尽管近年来儿童营养不良率总体呈下降趋势,但生长发育方面的负面影响使其仍成为全球主要关注问题。应用有效且合适的补充食品是治疗中度急性营养不良(MAM)儿童的主要方法。

目的

比较一种新型补充混合面粉(含鹰嘴豆、大米、小麦和大麦,名为Shadameen)联合多种维生素/矿物质补充剂及营养咨询与单纯多种维生素/矿物质补充剂及营养咨询在治疗MAM儿童中的效果。

方法

本随机对照试验于2016年1月至2016年12月在伊朗萨卜泽瓦尔市的赫什马蒂耶医院进行。纳入70名年龄在9至24个月的MAM婴儿,他们从城市健康中心转诊至医院门诊。将他们随机分配,接受约3个月的单纯多种维生素/矿物质补充剂及营养咨询或联合额外的补充混合食品。我们分析了两组的体重、身长、身长别体重Z评分(WLZ)、年龄别体重Z评分(WAZ)和体重别身长Z评分(LAZ),以及恢复率和不良事件。数据使用SPSS 16版进行分析。
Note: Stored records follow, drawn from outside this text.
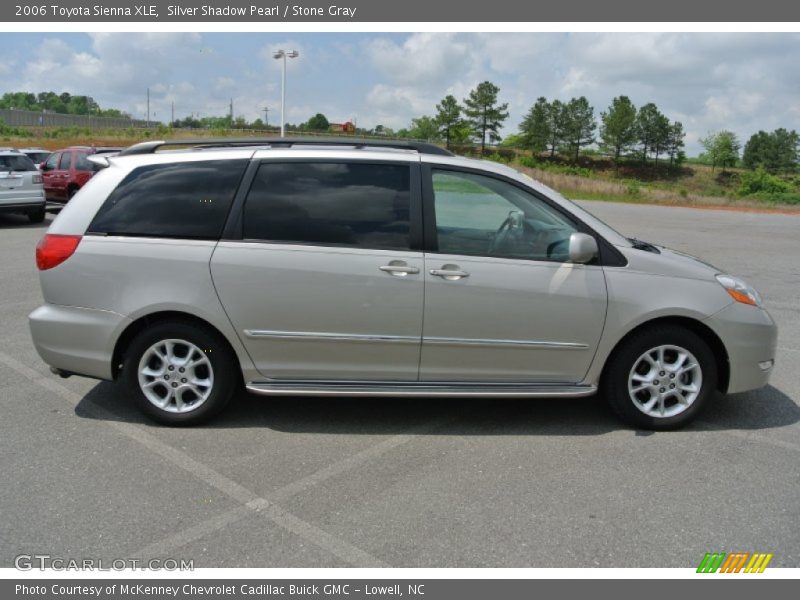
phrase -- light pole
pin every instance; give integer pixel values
(278, 55)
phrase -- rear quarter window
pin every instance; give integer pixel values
(178, 200)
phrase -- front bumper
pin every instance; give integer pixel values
(76, 340)
(750, 336)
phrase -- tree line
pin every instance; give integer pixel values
(623, 130)
(58, 103)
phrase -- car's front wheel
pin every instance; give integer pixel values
(660, 378)
(179, 373)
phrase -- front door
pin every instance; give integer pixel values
(502, 303)
(325, 283)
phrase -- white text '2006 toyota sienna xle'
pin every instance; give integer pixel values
(344, 268)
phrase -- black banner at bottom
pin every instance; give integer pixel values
(732, 586)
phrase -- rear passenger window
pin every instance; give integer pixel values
(82, 163)
(177, 200)
(347, 204)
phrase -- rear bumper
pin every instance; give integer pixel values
(76, 340)
(750, 336)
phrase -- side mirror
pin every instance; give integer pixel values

我们使用统计学方法、卡方检验、独立t检验和Fisher精确检验来分析主要和次要结局。

结果

与另一组相比,补充食品组婴儿的平均体重、WLZ和WAZ更高(分别为0.81±0.29克和0.55±0.29克,p = 0.002),(0.36±0.36和0.02±0.52,p = 0.003),(0.40±0.33和0.09±0.37,p = 0.001)。补充食品组的恢复率显著高于另一组(68.4%,31.6%,p = 0.001)。未观察到不良反应。研究结束时两组的LAZ无显著差异(p = 0.53)。

结论

本研究表明,Shadameen联合多种维生素/矿物质及咨询疗法在降低MAM儿童消瘦率方面比单纯维生素/矿物质及咨询疗法更有效。

试验注册

该试验在伊朗临床试验注册中心(http://www.irct.ir)注册,注册号为:IRCT2015040921670N1。

资助

本研究由马什哈德医科大学研究副校长办公室提供资金支持。